Nathan
Zindandan dışarı adım attım, dört yıldır ilk kez güneşin ışığı gözlerimi geçici olarak kör ederek beni taş duvara doğru sendelemek zorunda bıraktı.
Gözlerim zaten yıllardır loş ışık ve gölgelere alışmıştı. Gözlerimi kısarak yüzümü korumak için elimi kaldırdım, parlaklıktan gözlerim sulanırken hızlıca göz kırpıyordum. Birkaç dakika boyunca orada durdum, görüşümün yavaşça alışmasına izin verdim.
Rüzgâr kıyafetlerimi çekiştirirken dünya yavaş yavaş netleşmeye başladı. Mavi gökyüzünü, yeşil çimenleri ve uzun ağaçları içime çektim – dış dünyanın nasıl göründüğünü, ne kadar güzel olabileceğini unutmuştum.

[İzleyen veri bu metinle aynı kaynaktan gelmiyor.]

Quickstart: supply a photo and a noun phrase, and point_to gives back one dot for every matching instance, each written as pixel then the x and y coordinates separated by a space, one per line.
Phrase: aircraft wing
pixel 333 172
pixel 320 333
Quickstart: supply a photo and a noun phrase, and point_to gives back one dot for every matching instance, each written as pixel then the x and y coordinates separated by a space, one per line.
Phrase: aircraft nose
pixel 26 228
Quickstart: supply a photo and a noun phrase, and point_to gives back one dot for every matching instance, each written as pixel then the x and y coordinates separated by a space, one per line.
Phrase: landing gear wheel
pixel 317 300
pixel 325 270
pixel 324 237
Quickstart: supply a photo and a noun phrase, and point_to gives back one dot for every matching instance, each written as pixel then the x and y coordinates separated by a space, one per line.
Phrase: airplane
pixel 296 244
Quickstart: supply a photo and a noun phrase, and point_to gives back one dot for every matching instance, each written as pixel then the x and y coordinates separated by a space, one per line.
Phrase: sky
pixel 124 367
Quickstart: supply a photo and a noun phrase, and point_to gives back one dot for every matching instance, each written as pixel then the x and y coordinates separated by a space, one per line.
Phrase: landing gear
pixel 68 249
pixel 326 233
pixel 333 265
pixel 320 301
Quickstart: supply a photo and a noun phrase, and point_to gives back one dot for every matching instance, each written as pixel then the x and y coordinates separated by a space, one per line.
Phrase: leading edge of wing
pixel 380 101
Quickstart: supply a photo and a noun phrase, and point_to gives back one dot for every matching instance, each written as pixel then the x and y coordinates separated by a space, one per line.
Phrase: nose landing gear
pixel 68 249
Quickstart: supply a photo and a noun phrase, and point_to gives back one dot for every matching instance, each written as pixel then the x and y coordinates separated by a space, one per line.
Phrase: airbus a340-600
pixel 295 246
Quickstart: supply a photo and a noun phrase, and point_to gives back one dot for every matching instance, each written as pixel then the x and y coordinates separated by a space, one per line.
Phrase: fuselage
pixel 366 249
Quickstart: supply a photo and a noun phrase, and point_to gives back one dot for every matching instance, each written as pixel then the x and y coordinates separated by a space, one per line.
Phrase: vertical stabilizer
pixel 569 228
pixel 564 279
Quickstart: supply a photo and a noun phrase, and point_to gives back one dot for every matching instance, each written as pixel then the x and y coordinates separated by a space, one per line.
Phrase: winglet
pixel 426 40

Görüşüm sonunda uyum sağladığında, birkaç adım ötede duran, şık siyah bir arabaya yaslanmış tanıdık bir figür fark ettim – babam. Beta Jeremy Tanner dimdik duruyordu, kollarını göğsünde kavuşturmuş, çocukluğumdan hatırladığım, özellikle hayal kırıklığı yaratan bir şey yaptığımda takındığı sert ifadeyi taşıyordu.